The parallels with the current position of the Big Three are not exact, but they are disturbingly close. The firms in question are also run down by a generation or more of bad management decisions, bad investments, and crippling wage, healthcare, and pension costs. It is not that auto manufacturing in America is unviable. Honda, Toyota, and others manufacture very profitably in the United States, just as Nissan does in the UK. There is nothing to suggest that giving the Big Three the massive amounts of money they want will do anything other than delay their demise and create a slow and lingering death rather than a swift one. In fact, so dire is the position of General Motors and Chrysler that even with assistance they are unlikely to survive as long as parts of British Leyland did. Meanwhile, all the money given to these firms will be money that could have been used to more effect elsewhere in the economy.
The U.S. political class is probably aware of this, even if it does not realize it will simply be repeating on a much larger scale what the British government did 30 years ago. They are motivated by two main concerns. The first is economic nationalism—the fear that if these firms and their suppliers go out of business, the United States will be weakened. The answer to this is straightforward, no matter how unpalatable it may be to nationalists: The aim of production is consumption, not national power and prestige. In the longer term policies that weaken productivity (which any diversion of capital will do) will actually reduce the power of the nation-state (if that is your main concern).

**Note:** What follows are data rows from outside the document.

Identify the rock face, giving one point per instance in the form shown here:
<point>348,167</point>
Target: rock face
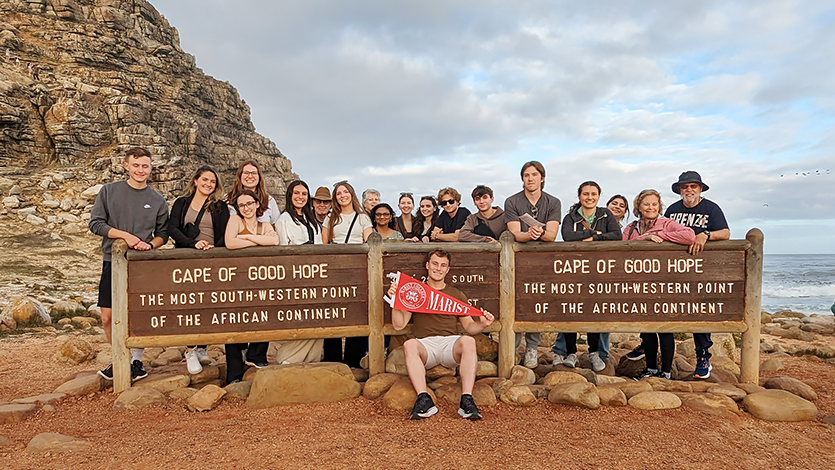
<point>112,76</point>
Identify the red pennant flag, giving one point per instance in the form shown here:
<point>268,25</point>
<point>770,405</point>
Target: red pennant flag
<point>415,296</point>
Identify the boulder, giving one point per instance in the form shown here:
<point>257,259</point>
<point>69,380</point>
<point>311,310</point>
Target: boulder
<point>378,385</point>
<point>66,309</point>
<point>74,350</point>
<point>655,401</point>
<point>401,396</point>
<point>521,375</point>
<point>518,395</point>
<point>486,369</point>
<point>712,404</point>
<point>81,385</point>
<point>45,399</point>
<point>575,394</point>
<point>486,348</point>
<point>560,377</point>
<point>302,383</point>
<point>238,390</point>
<point>27,311</point>
<point>611,395</point>
<point>630,389</point>
<point>728,390</point>
<point>57,443</point>
<point>16,412</point>
<point>779,405</point>
<point>184,393</point>
<point>750,388</point>
<point>138,397</point>
<point>791,385</point>
<point>206,399</point>
<point>166,382</point>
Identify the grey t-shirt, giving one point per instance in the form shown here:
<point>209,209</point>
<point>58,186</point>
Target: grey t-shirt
<point>548,208</point>
<point>140,212</point>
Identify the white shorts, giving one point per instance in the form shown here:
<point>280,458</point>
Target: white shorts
<point>439,351</point>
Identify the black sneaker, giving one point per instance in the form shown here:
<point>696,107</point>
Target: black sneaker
<point>467,409</point>
<point>636,354</point>
<point>424,407</point>
<point>106,374</point>
<point>137,371</point>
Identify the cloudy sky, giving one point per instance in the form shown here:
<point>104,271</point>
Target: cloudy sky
<point>415,96</point>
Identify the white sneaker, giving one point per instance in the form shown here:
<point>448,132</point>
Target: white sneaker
<point>203,356</point>
<point>530,360</point>
<point>570,361</point>
<point>597,364</point>
<point>192,362</point>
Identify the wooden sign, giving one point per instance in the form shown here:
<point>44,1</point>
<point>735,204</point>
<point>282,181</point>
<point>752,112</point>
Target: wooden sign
<point>214,295</point>
<point>630,286</point>
<point>474,274</point>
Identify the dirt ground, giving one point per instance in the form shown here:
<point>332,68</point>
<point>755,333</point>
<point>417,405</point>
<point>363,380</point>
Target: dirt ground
<point>363,434</point>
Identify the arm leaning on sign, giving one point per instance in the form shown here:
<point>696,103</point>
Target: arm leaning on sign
<point>473,327</point>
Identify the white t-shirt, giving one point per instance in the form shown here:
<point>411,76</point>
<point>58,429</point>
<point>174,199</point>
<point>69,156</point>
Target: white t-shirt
<point>291,233</point>
<point>340,231</point>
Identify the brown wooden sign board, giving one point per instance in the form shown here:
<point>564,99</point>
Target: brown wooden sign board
<point>625,286</point>
<point>217,295</point>
<point>474,274</point>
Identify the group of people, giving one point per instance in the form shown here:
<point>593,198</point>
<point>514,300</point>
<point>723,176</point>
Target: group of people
<point>206,216</point>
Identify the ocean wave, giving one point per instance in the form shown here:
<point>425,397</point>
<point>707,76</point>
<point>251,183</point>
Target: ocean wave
<point>825,290</point>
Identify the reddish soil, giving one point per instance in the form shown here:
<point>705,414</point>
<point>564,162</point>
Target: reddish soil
<point>362,434</point>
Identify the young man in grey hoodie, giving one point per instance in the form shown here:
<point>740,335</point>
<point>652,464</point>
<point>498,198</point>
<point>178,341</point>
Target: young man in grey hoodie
<point>133,211</point>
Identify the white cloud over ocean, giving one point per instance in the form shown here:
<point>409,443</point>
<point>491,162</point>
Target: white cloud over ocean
<point>420,95</point>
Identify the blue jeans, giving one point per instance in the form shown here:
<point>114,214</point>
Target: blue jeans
<point>561,348</point>
<point>703,344</point>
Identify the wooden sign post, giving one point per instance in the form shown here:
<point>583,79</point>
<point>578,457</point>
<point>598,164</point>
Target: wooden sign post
<point>183,296</point>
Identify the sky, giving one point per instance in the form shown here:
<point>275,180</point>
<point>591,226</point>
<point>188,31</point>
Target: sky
<point>417,96</point>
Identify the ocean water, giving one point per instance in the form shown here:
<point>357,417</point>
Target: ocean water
<point>803,283</point>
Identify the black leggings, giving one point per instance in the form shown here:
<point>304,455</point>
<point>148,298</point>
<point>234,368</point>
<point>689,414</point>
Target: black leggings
<point>668,348</point>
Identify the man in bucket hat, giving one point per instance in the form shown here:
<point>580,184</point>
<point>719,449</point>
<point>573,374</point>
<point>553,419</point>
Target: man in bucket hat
<point>708,221</point>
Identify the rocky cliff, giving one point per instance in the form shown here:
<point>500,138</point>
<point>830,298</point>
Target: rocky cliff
<point>111,75</point>
<point>81,81</point>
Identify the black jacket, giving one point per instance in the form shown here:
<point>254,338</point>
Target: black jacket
<point>573,229</point>
<point>176,222</point>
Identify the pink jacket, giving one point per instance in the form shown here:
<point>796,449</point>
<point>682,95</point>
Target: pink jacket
<point>667,229</point>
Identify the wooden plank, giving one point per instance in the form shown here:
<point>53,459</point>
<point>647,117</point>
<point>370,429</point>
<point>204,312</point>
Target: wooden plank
<point>246,337</point>
<point>507,305</point>
<point>634,327</point>
<point>119,321</point>
<point>749,364</point>
<point>376,339</point>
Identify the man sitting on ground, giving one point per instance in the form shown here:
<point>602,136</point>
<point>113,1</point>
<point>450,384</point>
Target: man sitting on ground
<point>436,341</point>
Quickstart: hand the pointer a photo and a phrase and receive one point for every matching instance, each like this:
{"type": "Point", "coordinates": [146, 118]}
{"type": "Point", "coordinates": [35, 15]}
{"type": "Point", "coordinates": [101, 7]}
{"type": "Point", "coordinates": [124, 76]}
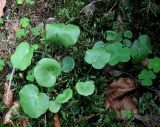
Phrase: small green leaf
{"type": "Point", "coordinates": [68, 64]}
{"type": "Point", "coordinates": [127, 43]}
{"type": "Point", "coordinates": [24, 22]}
{"type": "Point", "coordinates": [30, 75]}
{"type": "Point", "coordinates": [127, 114]}
{"type": "Point", "coordinates": [66, 35]}
{"type": "Point", "coordinates": [128, 34]}
{"type": "Point", "coordinates": [97, 57]}
{"type": "Point", "coordinates": [35, 46]}
{"type": "Point", "coordinates": [85, 88]}
{"type": "Point", "coordinates": [1, 21]}
{"type": "Point", "coordinates": [22, 57]}
{"type": "Point", "coordinates": [99, 44]}
{"type": "Point", "coordinates": [65, 96]}
{"type": "Point", "coordinates": [146, 77]}
{"type": "Point", "coordinates": [118, 53]}
{"type": "Point", "coordinates": [141, 48]}
{"type": "Point", "coordinates": [35, 31]}
{"type": "Point", "coordinates": [1, 64]}
{"type": "Point", "coordinates": [54, 106]}
{"type": "Point", "coordinates": [20, 33]}
{"type": "Point", "coordinates": [154, 64]}
{"type": "Point", "coordinates": [33, 102]}
{"type": "Point", "coordinates": [20, 1]}
{"type": "Point", "coordinates": [113, 36]}
{"type": "Point", "coordinates": [46, 72]}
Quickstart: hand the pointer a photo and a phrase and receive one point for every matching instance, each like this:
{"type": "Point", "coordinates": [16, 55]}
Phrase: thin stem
{"type": "Point", "coordinates": [10, 82]}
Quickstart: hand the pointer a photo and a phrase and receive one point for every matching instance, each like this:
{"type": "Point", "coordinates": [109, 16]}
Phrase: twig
{"type": "Point", "coordinates": [10, 82]}
{"type": "Point", "coordinates": [56, 120]}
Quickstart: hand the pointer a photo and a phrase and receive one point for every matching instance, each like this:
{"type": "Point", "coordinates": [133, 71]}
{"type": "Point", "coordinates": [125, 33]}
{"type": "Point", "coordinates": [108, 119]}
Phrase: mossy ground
{"type": "Point", "coordinates": [93, 21]}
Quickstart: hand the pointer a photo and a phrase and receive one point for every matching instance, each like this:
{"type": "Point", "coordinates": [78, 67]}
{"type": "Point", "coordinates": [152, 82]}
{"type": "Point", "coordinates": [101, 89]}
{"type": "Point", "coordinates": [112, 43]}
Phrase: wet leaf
{"type": "Point", "coordinates": [7, 100]}
{"type": "Point", "coordinates": [54, 106]}
{"type": "Point", "coordinates": [68, 64]}
{"type": "Point", "coordinates": [141, 48]}
{"type": "Point", "coordinates": [66, 35]}
{"type": "Point", "coordinates": [22, 57]}
{"type": "Point", "coordinates": [46, 72]}
{"type": "Point", "coordinates": [154, 64]}
{"type": "Point", "coordinates": [33, 102]}
{"type": "Point", "coordinates": [65, 96]}
{"type": "Point", "coordinates": [14, 110]}
{"type": "Point", "coordinates": [118, 53]}
{"type": "Point", "coordinates": [85, 88]}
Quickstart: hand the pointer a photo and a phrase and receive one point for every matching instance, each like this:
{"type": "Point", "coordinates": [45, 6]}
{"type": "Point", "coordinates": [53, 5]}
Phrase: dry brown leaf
{"type": "Point", "coordinates": [2, 5]}
{"type": "Point", "coordinates": [7, 101]}
{"type": "Point", "coordinates": [56, 120]}
{"type": "Point", "coordinates": [14, 110]}
{"type": "Point", "coordinates": [116, 95]}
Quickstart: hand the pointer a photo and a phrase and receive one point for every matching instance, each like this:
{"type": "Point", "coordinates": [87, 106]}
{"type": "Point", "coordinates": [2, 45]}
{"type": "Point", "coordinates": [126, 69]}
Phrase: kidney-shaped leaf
{"type": "Point", "coordinates": [113, 36]}
{"type": "Point", "coordinates": [33, 102]}
{"type": "Point", "coordinates": [22, 57]}
{"type": "Point", "coordinates": [65, 96]}
{"type": "Point", "coordinates": [66, 35]}
{"type": "Point", "coordinates": [54, 106]}
{"type": "Point", "coordinates": [154, 64]}
{"type": "Point", "coordinates": [118, 53]}
{"type": "Point", "coordinates": [68, 64]}
{"type": "Point", "coordinates": [46, 72]}
{"type": "Point", "coordinates": [97, 57]}
{"type": "Point", "coordinates": [85, 88]}
{"type": "Point", "coordinates": [141, 48]}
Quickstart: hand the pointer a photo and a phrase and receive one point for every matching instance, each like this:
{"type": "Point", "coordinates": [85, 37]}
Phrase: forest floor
{"type": "Point", "coordinates": [116, 87]}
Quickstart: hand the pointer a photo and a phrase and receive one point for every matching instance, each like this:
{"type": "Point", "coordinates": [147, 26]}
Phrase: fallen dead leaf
{"type": "Point", "coordinates": [2, 5]}
{"type": "Point", "coordinates": [56, 120]}
{"type": "Point", "coordinates": [7, 101]}
{"type": "Point", "coordinates": [116, 95]}
{"type": "Point", "coordinates": [14, 110]}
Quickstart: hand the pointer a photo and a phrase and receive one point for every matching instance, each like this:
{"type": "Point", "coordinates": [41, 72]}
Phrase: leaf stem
{"type": "Point", "coordinates": [10, 82]}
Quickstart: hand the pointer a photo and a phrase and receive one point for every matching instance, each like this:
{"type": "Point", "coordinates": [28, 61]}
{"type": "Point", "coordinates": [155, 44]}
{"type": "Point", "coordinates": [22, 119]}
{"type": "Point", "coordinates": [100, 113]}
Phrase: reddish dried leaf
{"type": "Point", "coordinates": [14, 110]}
{"type": "Point", "coordinates": [7, 100]}
{"type": "Point", "coordinates": [2, 5]}
{"type": "Point", "coordinates": [56, 120]}
{"type": "Point", "coordinates": [116, 95]}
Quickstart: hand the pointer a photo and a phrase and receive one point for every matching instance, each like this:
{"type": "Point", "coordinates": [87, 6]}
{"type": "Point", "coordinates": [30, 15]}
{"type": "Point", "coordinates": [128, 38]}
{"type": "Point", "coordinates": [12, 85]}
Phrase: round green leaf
{"type": "Point", "coordinates": [54, 106]}
{"type": "Point", "coordinates": [68, 64]}
{"type": "Point", "coordinates": [99, 44]}
{"type": "Point", "coordinates": [97, 57]}
{"type": "Point", "coordinates": [65, 96]}
{"type": "Point", "coordinates": [127, 43]}
{"type": "Point", "coordinates": [66, 35]}
{"type": "Point", "coordinates": [24, 22]}
{"type": "Point", "coordinates": [46, 72]}
{"type": "Point", "coordinates": [128, 34]}
{"type": "Point", "coordinates": [33, 102]}
{"type": "Point", "coordinates": [113, 36]}
{"type": "Point", "coordinates": [22, 57]}
{"type": "Point", "coordinates": [85, 88]}
{"type": "Point", "coordinates": [141, 48]}
{"type": "Point", "coordinates": [154, 64]}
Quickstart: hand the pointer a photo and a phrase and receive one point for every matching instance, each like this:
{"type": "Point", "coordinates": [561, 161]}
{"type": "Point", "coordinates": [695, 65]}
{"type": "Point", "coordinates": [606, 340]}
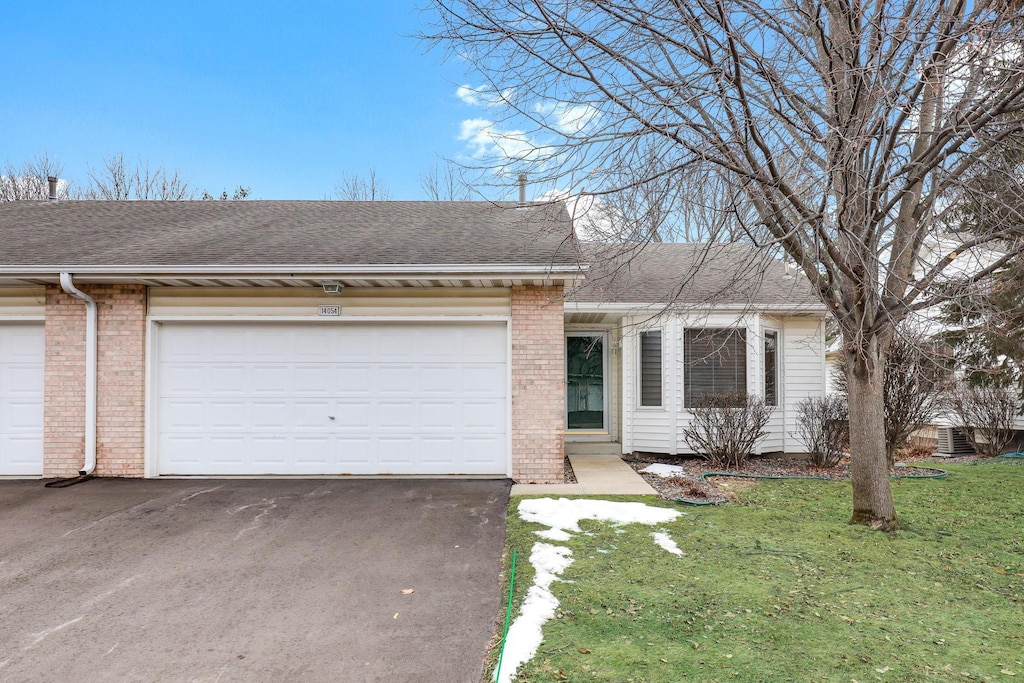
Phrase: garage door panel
{"type": "Point", "coordinates": [231, 416]}
{"type": "Point", "coordinates": [353, 381]}
{"type": "Point", "coordinates": [477, 345]}
{"type": "Point", "coordinates": [355, 455]}
{"type": "Point", "coordinates": [439, 416]}
{"type": "Point", "coordinates": [267, 451]}
{"type": "Point", "coordinates": [230, 380]}
{"type": "Point", "coordinates": [396, 416]}
{"type": "Point", "coordinates": [22, 377]}
{"type": "Point", "coordinates": [269, 415]}
{"type": "Point", "coordinates": [402, 398]}
{"type": "Point", "coordinates": [268, 379]}
{"type": "Point", "coordinates": [482, 381]}
{"type": "Point", "coordinates": [481, 415]}
{"type": "Point", "coordinates": [353, 416]}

The second concern is for the many who would lose their jobs and the communities that would lose most of their employment. This comes down to an argument about whether concerns of this kind (which are serious and important) should be a matter for government action. Even if you think they should be, however, it does not follow that the right course is for Uncle Sam to support these firms financially. The example of Britain shows that the much more effective policy would be to let the firms be wound up and use the money to try to revitalize the local economy of places like Michigan. As people here in England watched the goings-on in Washington and Detroit, there was an overwhelming urge to shout, “Don’t do it!” Sadly, even if the folks in Congress had heard, I doubt they would have followed the advice of history.